The 1.4L's turbocharger is integrated within the exhaust manifold, for reduced weight and greater packaging flexibility. A reinforced crankshaft and stronger connecting rods deliver additional strength to support the engine's pressurized power and torque over a wide rpm band.
The Sonic's 1.8L manual gets fuel economy of 26 mpg city and 35 mpg highway and the automatic gets 25 mpg city and 35 mpg highway.
"Our engineers wanted to bring a car with an athletic feel and an excellent ride and handling to a segment not known for excitement," said Nuño-Whelan. "Combine these driving characteristics with the 40-mpg fuel economy rating and we think we have a winning combination for Sonic drivers."
The suggested retail price of the Sonic begins at $14,495 including destination but excluding tax, title, license and dealer fees.
2012 Chevy Sonic Earns IIHS Top Safety Pick
Comes standard with two more airbags than segment competitors
DETROIT – The all-new 2012 Chevy Sonic, which has two more air bags than its subcompact competitors, is an Insurance Institute for Highway Safety Top Safety Pick.
The Sonic achieved "good" scores in all four types of tests performed, including frontal offset and side impact.

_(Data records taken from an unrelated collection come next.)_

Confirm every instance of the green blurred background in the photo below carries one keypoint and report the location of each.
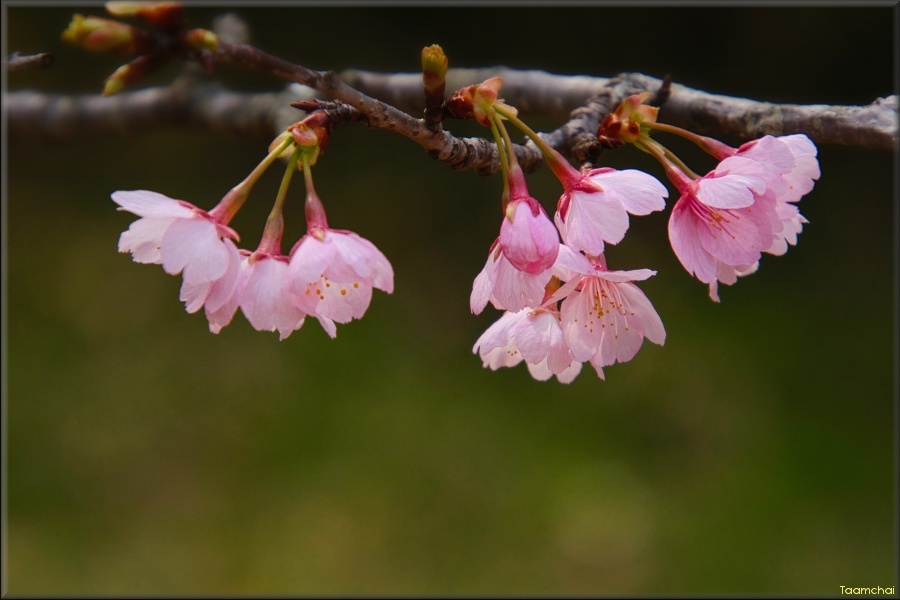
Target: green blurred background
(752, 454)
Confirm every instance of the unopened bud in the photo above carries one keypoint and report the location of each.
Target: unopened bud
(105, 35)
(164, 15)
(434, 68)
(130, 73)
(476, 101)
(627, 122)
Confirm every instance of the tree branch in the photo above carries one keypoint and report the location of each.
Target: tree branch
(16, 63)
(379, 100)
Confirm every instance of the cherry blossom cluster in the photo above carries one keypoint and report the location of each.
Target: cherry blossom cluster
(562, 305)
(328, 274)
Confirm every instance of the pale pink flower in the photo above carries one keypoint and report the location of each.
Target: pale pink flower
(219, 298)
(534, 336)
(176, 234)
(333, 273)
(723, 220)
(505, 286)
(528, 239)
(593, 209)
(793, 170)
(266, 296)
(605, 317)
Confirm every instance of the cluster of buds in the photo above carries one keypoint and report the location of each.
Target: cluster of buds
(167, 40)
(329, 274)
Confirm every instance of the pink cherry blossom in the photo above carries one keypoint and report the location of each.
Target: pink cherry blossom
(723, 221)
(605, 317)
(593, 210)
(333, 273)
(176, 234)
(266, 295)
(219, 298)
(793, 170)
(528, 239)
(506, 287)
(534, 336)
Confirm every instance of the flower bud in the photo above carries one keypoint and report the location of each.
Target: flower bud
(163, 15)
(476, 101)
(434, 69)
(105, 35)
(201, 39)
(626, 122)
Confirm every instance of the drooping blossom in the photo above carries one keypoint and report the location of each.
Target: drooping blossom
(593, 209)
(176, 234)
(333, 271)
(793, 167)
(723, 221)
(506, 287)
(266, 295)
(220, 298)
(605, 317)
(528, 239)
(532, 335)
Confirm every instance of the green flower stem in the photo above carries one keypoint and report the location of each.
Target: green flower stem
(712, 147)
(271, 239)
(665, 157)
(225, 210)
(316, 222)
(504, 160)
(545, 149)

It also has standard StabiliTrak electronic stability control, which the institute requires of all vehicles receiving a Top Safety Pick designation.

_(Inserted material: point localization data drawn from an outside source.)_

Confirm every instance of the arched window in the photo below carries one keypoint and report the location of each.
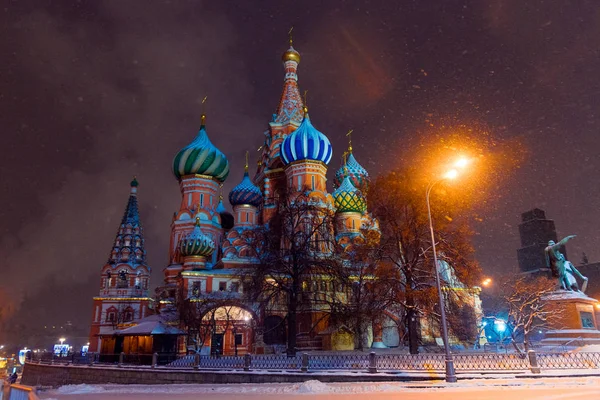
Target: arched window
(123, 280)
(275, 330)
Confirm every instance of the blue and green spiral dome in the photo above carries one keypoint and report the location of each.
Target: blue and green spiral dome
(201, 157)
(347, 198)
(357, 174)
(246, 192)
(196, 243)
(306, 143)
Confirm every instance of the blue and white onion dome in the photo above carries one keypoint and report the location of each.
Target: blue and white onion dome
(201, 157)
(306, 143)
(196, 243)
(347, 198)
(246, 192)
(358, 175)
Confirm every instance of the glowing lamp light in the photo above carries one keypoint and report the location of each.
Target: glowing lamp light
(462, 162)
(452, 174)
(500, 325)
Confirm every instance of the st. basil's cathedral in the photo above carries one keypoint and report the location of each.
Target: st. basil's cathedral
(209, 247)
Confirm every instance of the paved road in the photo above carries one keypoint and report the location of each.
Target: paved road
(547, 389)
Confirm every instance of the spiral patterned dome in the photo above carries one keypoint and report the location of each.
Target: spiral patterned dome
(358, 175)
(306, 143)
(196, 243)
(245, 193)
(347, 198)
(201, 157)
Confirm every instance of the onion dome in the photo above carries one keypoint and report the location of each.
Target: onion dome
(201, 157)
(357, 174)
(246, 192)
(291, 55)
(196, 243)
(347, 198)
(306, 143)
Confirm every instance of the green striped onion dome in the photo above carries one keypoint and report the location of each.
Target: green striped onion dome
(347, 198)
(196, 243)
(358, 175)
(201, 157)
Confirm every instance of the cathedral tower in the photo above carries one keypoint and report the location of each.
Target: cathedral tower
(200, 168)
(123, 298)
(288, 117)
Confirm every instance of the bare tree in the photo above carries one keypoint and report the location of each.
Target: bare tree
(202, 314)
(398, 202)
(368, 287)
(296, 253)
(528, 308)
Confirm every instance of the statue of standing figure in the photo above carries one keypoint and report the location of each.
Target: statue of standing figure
(563, 269)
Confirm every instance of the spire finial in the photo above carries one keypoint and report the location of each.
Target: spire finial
(344, 158)
(305, 102)
(133, 186)
(349, 134)
(202, 111)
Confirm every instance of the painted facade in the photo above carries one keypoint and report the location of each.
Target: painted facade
(210, 247)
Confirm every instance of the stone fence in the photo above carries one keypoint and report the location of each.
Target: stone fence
(280, 368)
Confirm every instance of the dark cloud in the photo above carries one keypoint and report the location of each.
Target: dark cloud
(92, 93)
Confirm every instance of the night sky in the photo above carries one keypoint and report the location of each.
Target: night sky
(92, 93)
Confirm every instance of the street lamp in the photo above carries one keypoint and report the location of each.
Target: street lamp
(451, 174)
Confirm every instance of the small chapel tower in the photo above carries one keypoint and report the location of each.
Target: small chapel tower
(123, 297)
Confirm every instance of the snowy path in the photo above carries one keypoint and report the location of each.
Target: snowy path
(547, 388)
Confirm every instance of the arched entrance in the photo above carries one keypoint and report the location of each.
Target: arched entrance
(275, 330)
(226, 330)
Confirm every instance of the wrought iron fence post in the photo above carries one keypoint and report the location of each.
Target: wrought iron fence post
(247, 362)
(304, 367)
(533, 365)
(372, 362)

The IIHS tests vehicles to determine how well they protect occupants in front and side crash tests, in rollovers via a roof strength test, and in simulated rear impacts to evaluate seat and head restraints for protection against neck injuries.
"Only vehicles that perform with the highest level of safety in their class earn the Institute's top accolade," said IIHS President Adrian Lund.
In addition to 10 air bags, the Sonic offers a body structure incorporating a single welded side ring unit. More than 60 percent of the vehicle safety cage consists of high-strength steel.
"We developed Sonic to exceed our customers' expectations of the subcompact market, both in the fun-to-drive performance characteristics and the segment-leading safety features," said Joaquin Nuño-Whelan, Sonic vehicle line director and vehicle chief engineer. "This designation by IIHS confirms that Chevy customers can buy a subcompact with top safety performance."
Other Sonic safety features include LATCH system (Lower Anchors and Top tethers for Children);six months of complimentary OnStar Directions and Connections service, including stolen vehicle assistance and automatic crash response, and power-assisted front disc and rear drum brakes with panic brake assist technology.
Sensors that control the deployment of 10 standard airbags are mounted into Sonic's structure. The sensing and diagnostic module receives data from the car's sensors and establishes the severity of the impact and whether to deploy the airbags. The additional driver and passenger knee airbags can help reduce injury to lower extremities.
Another standard feature is Sonic's hill-hold technology, which makes navigating hilly terrain with a manual as effortless as automatic. It's a luxury-level feature that helps drivers maintain braking control on hills.
With this rating, the Sonic joins the Chevrolet Volt and the Chevrolet Cruze, two other small cars that recently received a 2011 IIHS Top Safety Pick.